Outdoor cats are most likely to get infected with the rabies virus. Infection can occur when cats get into a fight with rabid dogs, rabid stray cats and with wild animals that carry the virus. The virus will enter the cat’s system through the bites or through the open wounds. An infected cat would show the same symptoms shown by rabid dogs. Incubation period varies. This is a slow moving virus. In dogs, it would take 3 to 8 weeks from the time of exposure before the brain is affected. In cats, the incubation period of the virus is between 2 to 6 weeks. Some cats would show clinical symptoms in two weeks after being infected. Others would carry the virus up to 4 years without manifesting clinical symptoms.

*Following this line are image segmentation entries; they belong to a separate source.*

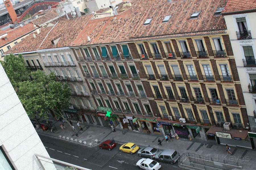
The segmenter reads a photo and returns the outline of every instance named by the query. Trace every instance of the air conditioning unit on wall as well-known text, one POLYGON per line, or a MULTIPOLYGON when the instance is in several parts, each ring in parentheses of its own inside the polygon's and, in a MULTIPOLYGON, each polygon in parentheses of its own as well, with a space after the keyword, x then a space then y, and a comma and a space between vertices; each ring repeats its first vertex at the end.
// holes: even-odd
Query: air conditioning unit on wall
POLYGON ((223 125, 223 127, 225 130, 230 130, 230 122, 225 122, 223 125))
POLYGON ((179 118, 179 122, 181 123, 186 123, 186 120, 184 118, 179 118))

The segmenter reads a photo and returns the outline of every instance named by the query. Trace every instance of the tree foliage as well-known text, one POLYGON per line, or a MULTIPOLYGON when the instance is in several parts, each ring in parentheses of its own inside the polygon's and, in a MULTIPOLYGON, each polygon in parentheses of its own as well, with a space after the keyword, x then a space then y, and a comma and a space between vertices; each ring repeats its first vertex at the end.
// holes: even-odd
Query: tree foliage
POLYGON ((30 72, 26 69, 22 54, 16 57, 11 54, 0 62, 14 89, 18 88, 21 82, 28 79, 30 72))

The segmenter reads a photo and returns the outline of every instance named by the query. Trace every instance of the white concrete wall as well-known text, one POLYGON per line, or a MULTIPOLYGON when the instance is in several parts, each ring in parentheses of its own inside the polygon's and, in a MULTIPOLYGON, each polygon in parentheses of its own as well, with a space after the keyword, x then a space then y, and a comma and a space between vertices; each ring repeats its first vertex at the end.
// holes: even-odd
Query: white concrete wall
POLYGON ((0 146, 15 168, 41 169, 34 154, 49 157, 0 64, 0 146))

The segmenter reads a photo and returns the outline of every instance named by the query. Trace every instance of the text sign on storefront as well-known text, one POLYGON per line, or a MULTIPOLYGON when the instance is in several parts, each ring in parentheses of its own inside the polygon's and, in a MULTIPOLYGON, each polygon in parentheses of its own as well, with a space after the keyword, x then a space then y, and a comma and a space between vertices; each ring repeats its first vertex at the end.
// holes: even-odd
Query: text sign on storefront
POLYGON ((224 133, 220 132, 216 132, 216 135, 217 137, 223 137, 228 139, 232 139, 231 136, 231 134, 227 133, 224 133))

Rabies is also known as the mad dog disease. The symptoms rabid cats show is essentially the same as the symptoms shown by rabid dogs. Just like any other affected animals, the cat would go through the prodromal, furious and dumb stages. The prodromal phase is characterized by behavioral change. The cat would show apprehension and nervousness. Cats are known to be independent animals but at this stage, the pet would seek humans and show a more affectionate behavior. Aggressive cats would suddenly become docile. The cat will then enter the furious phase where it will roar wildly and try to bite anything and anyone. In 2 to 4 days after the onset of clinical signs, the cat will enter the dumb or the paralytic phase. The cat would have breathing difficulties and slowly gets paralyzed. This stage will be followed by the death of the cat.
Once clinical symptoms of rabies are shown, treatment would no longer be possible. Cat owners would not only fear for the life of the cat but also for the possibility that the family can be infected by this fatal viral disease. It is therefore very necessary for cat owners to have the pet vaccinated.